Friday, August 21, 2009

Ringblogging IV (belated): Götterdämmerung in Seattle

OK, Friday's Götterdämmerung made it official — I'm in the Janice Baird camp now. Whatever was going on during her unimpressive Walküre Brünnhilde (nerves, adjustment, an off night) faded away during Siegfried and was fully gone by the last opening night of this first cycle. Instead, we got a full-blown, vibrantly heroic rendition that was every bit as impressive vocally as it was theatrically. She's the real deal.

My Ring date (Mom) didn't care for something about Baird's tone, and I understood her objection without sharing it — there's a dark and slightly acidic quality that could hit you in the wrong place if you're in the mood for something laser-like and clean. And there's no denying that her power is iffy in the lower register. But her voice gets bigger and bolder as it goes higher, and she had no problem at all being heard over the orchestra in the more athletic passages of the role.

Nor was it all stratospheric exertions — Baird's more intimate singing in the emotionally charged second act was shapely and specific, informed throughout by a very detailed take on Brünnhilde's travails. I'd also add that she's just about the best-looking Brünnhilde I've ever seen, which is not dispositive, but it's not, y'know, nothing either. This is theater, after all, and when Siegfried starts hollering about a beautiful warrior maiden, it's kind of exciting for once not to have to suspend your disbelief for a second.

Aside from Baird's contributions, Götterdämmerung was somewhat hit-or-miss. Stig Andersen was either recovered from his ailment or not, who can say; there was no announcement, but there was still something a bit hesitant and underwhelming about his Siegfried. Maybe that's all he's got.

The whole Gibichung plotline, as is so often the case (at least for me) didn't amount to much. There are few things that make me more impatient than people who complain, in connection with some work of fiction or theater or cinema, that there aren't any characters they "like" or "care about" or "can identify with"; but it's a sin that I myself am guilty of when it comes to this aspect of Götterdämmerung. The various Nibelungen live the fullness of their villainy, Hagen no less than his father and uncle, and Siegfried, for all his obvious character flaws, really is a Held. But Gunther, and to a lesser extent Gutrune, are merely contemptible and tedious; it's a rare performance in which I don't feel they're wasting my time with their whining and sniveling. This wasn't one. Gordon Hawkins, a middling Donner in Rheingold, thundered unconvincingly as Gunther, and Marie Plette, who had brought such fresh ardor to Freia, sounded acerbic as Gutrune. Daniel Sumegi's Hagen came to life most fully in the Act 2 scene with Alberich, perhaps prompted by Richard Paul Fink's insinuating ferocity.

Stephanie Blythe, God love her, returned as both the Second Norn and Waltraute. I had slightly conflicted feelings about the former assignment — her singing was so extraordinary, so potent and full of dark, rich colors, that she put her colleagues into the shade, which in turn upset the balance of the first scene. I'm not sure what a performer is supposed to do in that situation — tone it down to the level of her lesser collaborators? Maybe so, but on the other hand I wouldn't have wanted to miss the opportunity of hearing her sing at full strength. Waltraute's scene, in which Baird held her own, was unalloyed delight.

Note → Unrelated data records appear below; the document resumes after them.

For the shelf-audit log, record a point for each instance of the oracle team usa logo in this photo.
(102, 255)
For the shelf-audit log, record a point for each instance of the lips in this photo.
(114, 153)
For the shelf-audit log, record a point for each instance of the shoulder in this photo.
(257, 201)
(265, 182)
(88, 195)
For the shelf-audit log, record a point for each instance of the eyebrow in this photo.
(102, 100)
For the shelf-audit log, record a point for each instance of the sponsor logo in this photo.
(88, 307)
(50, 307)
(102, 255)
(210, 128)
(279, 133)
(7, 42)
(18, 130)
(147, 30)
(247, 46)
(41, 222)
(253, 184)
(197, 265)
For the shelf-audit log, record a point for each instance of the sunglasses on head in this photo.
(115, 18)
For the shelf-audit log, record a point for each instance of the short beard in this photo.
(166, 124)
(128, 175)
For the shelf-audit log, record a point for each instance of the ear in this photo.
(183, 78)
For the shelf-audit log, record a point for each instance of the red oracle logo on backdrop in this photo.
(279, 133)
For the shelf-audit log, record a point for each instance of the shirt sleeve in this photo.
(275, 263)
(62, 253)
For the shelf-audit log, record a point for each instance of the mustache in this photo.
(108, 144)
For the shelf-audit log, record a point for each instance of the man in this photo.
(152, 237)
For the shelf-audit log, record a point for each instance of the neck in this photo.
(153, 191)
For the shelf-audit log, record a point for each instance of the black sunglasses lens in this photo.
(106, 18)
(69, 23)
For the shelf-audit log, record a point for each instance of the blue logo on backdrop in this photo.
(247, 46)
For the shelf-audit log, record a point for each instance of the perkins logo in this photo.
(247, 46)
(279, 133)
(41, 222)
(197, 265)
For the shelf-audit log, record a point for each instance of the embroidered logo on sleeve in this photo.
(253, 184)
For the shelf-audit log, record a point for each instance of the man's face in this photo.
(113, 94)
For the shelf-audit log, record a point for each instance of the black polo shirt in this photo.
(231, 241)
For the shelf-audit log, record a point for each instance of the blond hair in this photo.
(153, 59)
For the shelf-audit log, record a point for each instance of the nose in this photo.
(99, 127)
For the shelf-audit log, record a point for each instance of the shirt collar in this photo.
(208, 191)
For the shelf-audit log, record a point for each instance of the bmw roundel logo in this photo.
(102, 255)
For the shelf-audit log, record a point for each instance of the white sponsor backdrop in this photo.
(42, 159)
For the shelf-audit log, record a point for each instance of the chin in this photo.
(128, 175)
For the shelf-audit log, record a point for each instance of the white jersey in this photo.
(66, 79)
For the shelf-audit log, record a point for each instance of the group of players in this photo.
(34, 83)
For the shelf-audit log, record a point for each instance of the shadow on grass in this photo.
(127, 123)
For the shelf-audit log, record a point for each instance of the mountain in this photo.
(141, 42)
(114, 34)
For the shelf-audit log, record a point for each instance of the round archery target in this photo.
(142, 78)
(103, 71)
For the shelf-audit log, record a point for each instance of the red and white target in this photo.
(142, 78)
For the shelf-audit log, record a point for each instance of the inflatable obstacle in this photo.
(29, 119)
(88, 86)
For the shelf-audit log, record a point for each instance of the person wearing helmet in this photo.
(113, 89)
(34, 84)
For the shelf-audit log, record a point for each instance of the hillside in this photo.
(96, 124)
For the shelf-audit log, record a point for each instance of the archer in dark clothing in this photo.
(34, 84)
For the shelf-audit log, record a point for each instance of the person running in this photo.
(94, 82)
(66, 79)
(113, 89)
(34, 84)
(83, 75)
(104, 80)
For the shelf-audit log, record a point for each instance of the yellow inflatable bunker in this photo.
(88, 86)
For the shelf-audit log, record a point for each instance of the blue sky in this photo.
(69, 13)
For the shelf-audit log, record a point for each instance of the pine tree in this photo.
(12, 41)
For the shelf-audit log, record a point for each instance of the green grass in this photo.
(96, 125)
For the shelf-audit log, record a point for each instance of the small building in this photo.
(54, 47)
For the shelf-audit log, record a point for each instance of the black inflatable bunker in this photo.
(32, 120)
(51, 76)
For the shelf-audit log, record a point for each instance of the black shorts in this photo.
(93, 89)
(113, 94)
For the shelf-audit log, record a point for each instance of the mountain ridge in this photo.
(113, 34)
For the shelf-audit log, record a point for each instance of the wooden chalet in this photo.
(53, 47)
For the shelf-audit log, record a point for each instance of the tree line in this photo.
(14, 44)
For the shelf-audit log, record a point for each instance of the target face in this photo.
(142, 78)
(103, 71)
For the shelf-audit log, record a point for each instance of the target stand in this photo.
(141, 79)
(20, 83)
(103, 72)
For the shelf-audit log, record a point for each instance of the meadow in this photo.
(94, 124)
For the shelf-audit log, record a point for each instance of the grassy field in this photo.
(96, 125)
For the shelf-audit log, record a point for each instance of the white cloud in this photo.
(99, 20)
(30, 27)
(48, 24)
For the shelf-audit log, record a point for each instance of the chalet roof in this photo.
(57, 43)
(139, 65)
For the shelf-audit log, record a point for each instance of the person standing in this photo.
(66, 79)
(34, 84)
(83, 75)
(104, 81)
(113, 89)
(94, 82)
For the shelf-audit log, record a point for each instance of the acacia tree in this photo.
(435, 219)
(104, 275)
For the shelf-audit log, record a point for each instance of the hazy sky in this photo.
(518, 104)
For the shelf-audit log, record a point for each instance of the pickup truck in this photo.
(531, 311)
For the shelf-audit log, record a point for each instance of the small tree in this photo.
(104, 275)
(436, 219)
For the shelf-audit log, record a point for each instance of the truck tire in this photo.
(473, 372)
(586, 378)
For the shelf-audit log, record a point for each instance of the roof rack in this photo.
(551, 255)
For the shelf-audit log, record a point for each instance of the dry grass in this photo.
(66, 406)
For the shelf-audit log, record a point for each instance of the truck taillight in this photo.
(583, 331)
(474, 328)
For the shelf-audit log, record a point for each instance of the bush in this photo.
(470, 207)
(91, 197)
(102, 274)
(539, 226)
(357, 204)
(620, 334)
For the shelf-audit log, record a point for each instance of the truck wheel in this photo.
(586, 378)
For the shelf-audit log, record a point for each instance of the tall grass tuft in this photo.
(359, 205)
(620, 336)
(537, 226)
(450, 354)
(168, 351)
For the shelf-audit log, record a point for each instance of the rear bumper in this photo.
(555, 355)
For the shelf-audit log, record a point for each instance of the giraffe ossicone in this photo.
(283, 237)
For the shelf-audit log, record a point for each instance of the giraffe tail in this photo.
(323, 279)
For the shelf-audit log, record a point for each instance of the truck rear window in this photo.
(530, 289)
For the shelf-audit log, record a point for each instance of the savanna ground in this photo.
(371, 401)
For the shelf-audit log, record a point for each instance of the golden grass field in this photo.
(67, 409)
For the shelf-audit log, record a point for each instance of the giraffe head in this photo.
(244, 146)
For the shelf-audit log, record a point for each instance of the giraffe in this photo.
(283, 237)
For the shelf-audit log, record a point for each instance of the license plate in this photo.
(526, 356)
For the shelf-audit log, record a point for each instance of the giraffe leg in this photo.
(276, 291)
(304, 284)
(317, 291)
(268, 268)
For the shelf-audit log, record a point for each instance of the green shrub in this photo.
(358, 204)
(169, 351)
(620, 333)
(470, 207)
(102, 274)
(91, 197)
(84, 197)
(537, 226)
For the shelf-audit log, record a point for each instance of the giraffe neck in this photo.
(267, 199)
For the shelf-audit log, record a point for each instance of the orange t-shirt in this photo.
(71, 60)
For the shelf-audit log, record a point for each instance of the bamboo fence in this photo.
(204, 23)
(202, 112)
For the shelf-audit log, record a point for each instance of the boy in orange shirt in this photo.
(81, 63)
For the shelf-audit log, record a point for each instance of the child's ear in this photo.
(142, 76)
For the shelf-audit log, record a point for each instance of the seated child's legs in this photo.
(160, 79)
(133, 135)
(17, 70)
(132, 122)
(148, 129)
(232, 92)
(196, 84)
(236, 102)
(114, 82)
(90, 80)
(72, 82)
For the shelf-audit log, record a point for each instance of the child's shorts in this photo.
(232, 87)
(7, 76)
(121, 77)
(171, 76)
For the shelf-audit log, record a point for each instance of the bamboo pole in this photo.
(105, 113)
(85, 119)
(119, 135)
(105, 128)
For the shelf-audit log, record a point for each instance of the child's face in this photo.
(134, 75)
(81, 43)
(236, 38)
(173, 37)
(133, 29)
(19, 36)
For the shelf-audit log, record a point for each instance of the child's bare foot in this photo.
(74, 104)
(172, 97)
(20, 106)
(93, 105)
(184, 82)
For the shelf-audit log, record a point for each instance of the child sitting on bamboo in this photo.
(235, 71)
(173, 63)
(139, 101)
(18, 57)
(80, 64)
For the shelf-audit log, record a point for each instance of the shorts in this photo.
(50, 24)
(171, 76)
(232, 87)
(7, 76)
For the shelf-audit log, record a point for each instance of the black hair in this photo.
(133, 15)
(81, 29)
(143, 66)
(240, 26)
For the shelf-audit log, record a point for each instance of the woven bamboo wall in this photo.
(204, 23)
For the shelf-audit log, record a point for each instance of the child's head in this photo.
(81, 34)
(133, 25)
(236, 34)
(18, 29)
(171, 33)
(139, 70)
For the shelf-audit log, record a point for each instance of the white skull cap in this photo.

Whatever intermittent misgivings there might have been about individual performances, there were none about Stephen Wadsworth's staging. The big crowd scenes of Act 2 were impeccably choreographed, as was the more intimate scene of the Norns; the frolicking of the Rhinemaidens in Act 3 was the funniest I've ever seen. And although the ecological theme runs very lightly through this production, the final, post-cataclysmic stage image — the very pine forest we saw in Das Rheingold, now charred almost beyond recognition but still clearly poised for eventual regeneration — felt deeply, movingly apt. Only four more years until the next go-round.


At 8/22/2009 8:35 AM, Blogger Lew said...

1. Regarding Janice, she was excellent from her first note in Die Walküre (I went to the second cycle), and like what you have experienced, she transformed further in Siegfried. She was simply stunning.

2. Regarding Stig... When Siegfried appeared onto the stage with the bear, I was shocked. My first impression was “Siegfried is fat and old, and has beard!” What a bad choice in makeup. I was thinking that he might be still recovering from the viral infection. But then, things started to change. He is the most lyrical, most poetic Siegfried I’ve seen. And his acting is superb that I truly could understand this character. In other versions, we get a sense that Siegfried is a major idiot and a big bully. Not here. He is just so innocent and boyish, knows nothing about fear and is sincerely curious about many things in life that he doesn’t understand yet. And then, when he cuts open Brunnhilde’s breastplace and realizes she’s not a man, his shock and confusion and fear are so well acted out that, surprisingly, tears came down my cheek. I mean, who cried at that moment?

So you can see how excited I am about tonight's Götterdämmerung.